AddMissingIndicator adds additional binary variables indicating missing data (thus, called missing indicators). The binary variables take the value 1 if the observation's value is missing, or 0 otherwise. AddMissingIndicator adds 1 binary variable per variable.
For this demonstration, we use the Ames House Prices dataset produced by Professor Dean De Cock:
The version of the dataset used in this notebook can be obtained from Kaggle
# Make sure you are using this
# Feature-engine version.
import feature_engine
feature_engine.__version__
'1.2.0'
import numpy as np
import pandas as pd
import matplotlib.pyplot as plt
from sklearn.model_selection import train_test_split
from sklearn.pipeline import Pipeline
from feature_engine.imputation import (
AddMissingIndicator,
MeanMedianImputer,
CategoricalImputer,
)
# Download the data from Kaggle and store it
# in the same folder as this notebook.
data = pd.read_csv('houseprice.csv')
data.head()
Id | MSSubClass | MSZoning | LotFrontage | LotArea | Street | Alley | LotShape | LandContour | Utilities | ... | PoolArea | PoolQC | Fence | MiscFeature | MiscVal | MoSold | YrSold | SaleType | SaleCondition | SalePrice | |
---|---|---|---|---|---|---|---|---|---|---|---|---|---|---|---|---|---|---|---|---|---|
0 | 1 | 60 | RL | 65.0 | 8450 | Pave | NaN | Reg | Lvl | AllPub | ... | 0 | NaN | NaN | NaN | 0 | 2 | 2008 | WD | Normal | 208500 |
1 | 2 | 20 | RL | 80.0 | 9600 | Pave | NaN | Reg | Lvl | AllPub | ... | 0 | NaN | NaN | NaN | 0 | 5 | 2007 | WD | Normal | 181500 |
2 | 3 | 60 | RL | 68.0 | 11250 | Pave | NaN | IR1 | Lvl | AllPub | ... | 0 | NaN | NaN | NaN | 0 | 9 | 2008 | WD | Normal | 223500 |
3 | 4 | 70 | RL | 60.0 | 9550 | Pave | NaN | IR1 | Lvl | AllPub | ... | 0 | NaN | NaN | NaN | 0 | 2 | 2006 | WD | Abnorml | 140000 |
4 | 5 | 60 | RL | 84.0 | 14260 | Pave | NaN | IR1 | Lvl | AllPub | ... | 0 | NaN | NaN | NaN | 0 | 12 | 2008 | WD | Normal | 250000 |
5 rows × 81 columns
# Separate the data into train and test sets.

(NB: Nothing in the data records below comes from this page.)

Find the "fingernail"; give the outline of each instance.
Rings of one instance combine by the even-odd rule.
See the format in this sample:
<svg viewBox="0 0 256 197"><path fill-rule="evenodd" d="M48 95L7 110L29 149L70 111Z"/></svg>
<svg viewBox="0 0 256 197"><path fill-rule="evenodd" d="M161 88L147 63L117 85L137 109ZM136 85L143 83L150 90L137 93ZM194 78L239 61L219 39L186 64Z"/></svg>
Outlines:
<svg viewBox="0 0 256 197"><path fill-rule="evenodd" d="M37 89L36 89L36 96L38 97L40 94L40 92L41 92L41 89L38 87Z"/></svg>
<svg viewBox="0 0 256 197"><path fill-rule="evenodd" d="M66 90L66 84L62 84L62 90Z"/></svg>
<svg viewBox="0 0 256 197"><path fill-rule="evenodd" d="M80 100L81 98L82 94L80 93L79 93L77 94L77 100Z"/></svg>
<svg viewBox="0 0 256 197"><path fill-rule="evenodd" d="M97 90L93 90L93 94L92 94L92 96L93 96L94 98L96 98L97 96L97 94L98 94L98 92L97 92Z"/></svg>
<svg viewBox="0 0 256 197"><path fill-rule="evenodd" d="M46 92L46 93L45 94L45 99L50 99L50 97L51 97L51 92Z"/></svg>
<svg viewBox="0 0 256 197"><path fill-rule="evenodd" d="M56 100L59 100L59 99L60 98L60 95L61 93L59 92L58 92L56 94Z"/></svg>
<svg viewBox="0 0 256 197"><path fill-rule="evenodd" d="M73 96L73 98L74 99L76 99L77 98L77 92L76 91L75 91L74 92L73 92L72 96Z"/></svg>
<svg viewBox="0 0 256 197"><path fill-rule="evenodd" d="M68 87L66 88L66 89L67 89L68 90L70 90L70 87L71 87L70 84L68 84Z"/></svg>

X_train, X_test, y_train, y_test = train_test_split(
data.drop(['Id', 'SalePrice'], axis=1),
data['SalePrice'],
test_size=0.3,
random_state=0,
)
X_train.shape, X_test.shape
((1022, 79), (438, 79))
We will add indicators to 4 variables with missing data.
# Check missing data
X_train[['Alley', 'MasVnrType', 'LotFrontage', 'MasVnrArea']].isnull().mean()

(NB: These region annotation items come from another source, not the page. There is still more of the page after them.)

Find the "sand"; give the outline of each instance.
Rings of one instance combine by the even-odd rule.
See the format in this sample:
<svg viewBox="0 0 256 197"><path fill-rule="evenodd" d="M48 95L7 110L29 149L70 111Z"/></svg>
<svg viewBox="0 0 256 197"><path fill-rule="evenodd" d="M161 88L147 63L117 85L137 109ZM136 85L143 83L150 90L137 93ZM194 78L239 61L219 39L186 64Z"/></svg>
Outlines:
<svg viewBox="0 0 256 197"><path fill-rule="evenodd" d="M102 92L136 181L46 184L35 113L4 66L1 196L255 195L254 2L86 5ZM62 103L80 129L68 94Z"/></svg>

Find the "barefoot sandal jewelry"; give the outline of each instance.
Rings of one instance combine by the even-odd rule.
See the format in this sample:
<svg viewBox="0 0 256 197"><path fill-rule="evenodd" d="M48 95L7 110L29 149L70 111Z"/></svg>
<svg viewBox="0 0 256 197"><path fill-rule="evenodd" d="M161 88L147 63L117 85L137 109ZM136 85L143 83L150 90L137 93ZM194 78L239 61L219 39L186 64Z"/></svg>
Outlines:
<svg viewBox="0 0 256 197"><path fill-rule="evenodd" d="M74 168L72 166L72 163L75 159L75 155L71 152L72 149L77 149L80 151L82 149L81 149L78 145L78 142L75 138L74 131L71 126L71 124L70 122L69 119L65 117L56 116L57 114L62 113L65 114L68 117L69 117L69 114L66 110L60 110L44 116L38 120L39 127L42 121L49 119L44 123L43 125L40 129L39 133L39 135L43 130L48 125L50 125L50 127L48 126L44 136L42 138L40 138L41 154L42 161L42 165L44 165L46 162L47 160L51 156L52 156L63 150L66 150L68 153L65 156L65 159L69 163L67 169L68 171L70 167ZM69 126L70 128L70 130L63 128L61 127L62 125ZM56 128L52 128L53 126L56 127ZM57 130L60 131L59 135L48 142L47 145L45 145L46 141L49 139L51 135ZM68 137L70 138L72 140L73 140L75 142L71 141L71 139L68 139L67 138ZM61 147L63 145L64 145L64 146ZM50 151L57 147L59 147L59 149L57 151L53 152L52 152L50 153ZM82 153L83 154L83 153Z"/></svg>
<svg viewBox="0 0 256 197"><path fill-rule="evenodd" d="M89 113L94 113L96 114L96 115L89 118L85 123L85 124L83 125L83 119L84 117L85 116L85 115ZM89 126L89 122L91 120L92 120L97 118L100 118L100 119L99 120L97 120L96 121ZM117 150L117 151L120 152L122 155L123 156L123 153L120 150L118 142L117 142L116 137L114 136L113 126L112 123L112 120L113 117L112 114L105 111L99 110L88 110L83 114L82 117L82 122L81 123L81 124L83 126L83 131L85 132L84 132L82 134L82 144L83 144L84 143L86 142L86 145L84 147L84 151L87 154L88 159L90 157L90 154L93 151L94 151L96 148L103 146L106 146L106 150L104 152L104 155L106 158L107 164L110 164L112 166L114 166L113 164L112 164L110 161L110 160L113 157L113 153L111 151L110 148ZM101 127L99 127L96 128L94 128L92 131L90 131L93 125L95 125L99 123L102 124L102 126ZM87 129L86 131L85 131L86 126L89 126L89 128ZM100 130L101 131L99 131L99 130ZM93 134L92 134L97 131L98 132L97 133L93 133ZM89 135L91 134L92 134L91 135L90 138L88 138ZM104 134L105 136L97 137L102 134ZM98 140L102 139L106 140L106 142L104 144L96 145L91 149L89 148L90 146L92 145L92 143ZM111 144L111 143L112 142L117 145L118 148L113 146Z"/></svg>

Alley 0.939335 MasVnrType 0.004892 LotFrontage 0.184932 MasVnrArea 0.004892 dtype: float64
# Start the imputer with the variables for which
# we want indicators.
imputer = AddMissingIndicator(
variables=['Alley', 'MasVnrType', 'LotFrontage', 'MasVnrArea'],
)
imputer.fit(X_train)
AddMissingIndicator(variables=['Alley', 'MasVnrType', 'LotFrontage', 'MasVnrArea'])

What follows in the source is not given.